Leviathan by Scott Westerfeld
The year is 1914. The assassination of Archduke Ferdinand and his wife Sophie causes the great powers of Europe to lurch towards war. The Central Powers wield clankers, gigantic walking war machines and the Allies use beasites, genetically engineered creatures that have been turned into weapons. AWESOME.
Westerfeld takes those elements and weaves a pretty conventional story with them. Deryn Sharp a plucky girl (conveniently an orphan) disguises herself as a boy to join the British Air Service. Aleksander Hapsburg (conveniently made into an orphan at the start of the book) flees assassins who want to finish the job. Their fates entwine, they put aside their national and technological differences, they become friends. Add a lady scientist and a couple faithful family retainers, and all the story needs to complete the cliché picture is a smart-talking chimney sweep.

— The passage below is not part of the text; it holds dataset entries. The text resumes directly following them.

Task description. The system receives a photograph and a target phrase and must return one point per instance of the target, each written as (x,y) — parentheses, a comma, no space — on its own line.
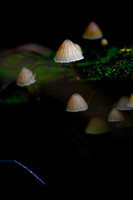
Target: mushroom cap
(115,115)
(25,77)
(122,103)
(104,42)
(97,125)
(130,101)
(68,52)
(92,32)
(76,103)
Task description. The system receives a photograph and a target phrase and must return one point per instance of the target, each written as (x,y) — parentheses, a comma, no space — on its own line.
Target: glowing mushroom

But it’s an all right book. The writing is solid. Alek starts out as a brat, but he mellows out over the course of the story. I like how Westerfeld takes the language barrier these two characters would have had and uses it as part of the plot. And the genetically-engineered gasbag creatures that the British use as war machines? They call them Huxleys. That’s brilliant.

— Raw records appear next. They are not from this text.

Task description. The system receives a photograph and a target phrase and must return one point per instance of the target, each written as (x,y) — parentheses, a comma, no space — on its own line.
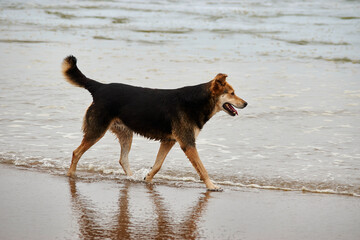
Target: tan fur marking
(165,147)
(194,158)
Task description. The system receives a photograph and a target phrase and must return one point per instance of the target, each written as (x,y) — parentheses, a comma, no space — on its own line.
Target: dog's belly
(146,129)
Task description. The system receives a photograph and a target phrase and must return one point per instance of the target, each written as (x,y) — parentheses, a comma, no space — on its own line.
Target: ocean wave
(103,172)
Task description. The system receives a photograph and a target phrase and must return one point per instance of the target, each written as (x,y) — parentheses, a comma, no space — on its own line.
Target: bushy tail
(74,76)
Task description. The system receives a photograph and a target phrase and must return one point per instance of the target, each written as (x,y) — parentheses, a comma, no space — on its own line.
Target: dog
(165,115)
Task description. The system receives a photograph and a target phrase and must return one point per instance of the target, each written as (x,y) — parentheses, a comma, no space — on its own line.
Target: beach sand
(39,205)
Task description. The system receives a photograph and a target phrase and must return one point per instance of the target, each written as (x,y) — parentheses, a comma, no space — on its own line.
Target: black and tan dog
(167,115)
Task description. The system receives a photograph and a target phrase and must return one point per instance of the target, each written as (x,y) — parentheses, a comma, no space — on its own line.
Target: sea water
(296,63)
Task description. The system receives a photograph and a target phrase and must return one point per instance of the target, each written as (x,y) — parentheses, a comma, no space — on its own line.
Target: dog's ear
(218,84)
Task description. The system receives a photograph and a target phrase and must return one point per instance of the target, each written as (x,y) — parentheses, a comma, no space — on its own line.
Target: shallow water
(295,63)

But it could’ve been so much more. For one thing, there’s no good reason for the clanker-wielding and beastie-wielding people to hate each other. The two technologies line up on the sides that real life countries did in WWI – even though they would have had to develop the technologies decades before a war that nobody saw coming. I would have loved to see the technologies line up along Catholic/Protestant lines. Or manipulation of the beasties equated with social Darwinism and the rest of the world’s horrified reaction to it.
Characters cussing with “Clart!” and “Barking spiders!” gets old pretty fast. And there’s a war on and nobody besides main characters’ parents ever gets killed.
I still recommend it. Most steampunk works shy away from WWI. This book explores the boundaries of what’s possible with the genre.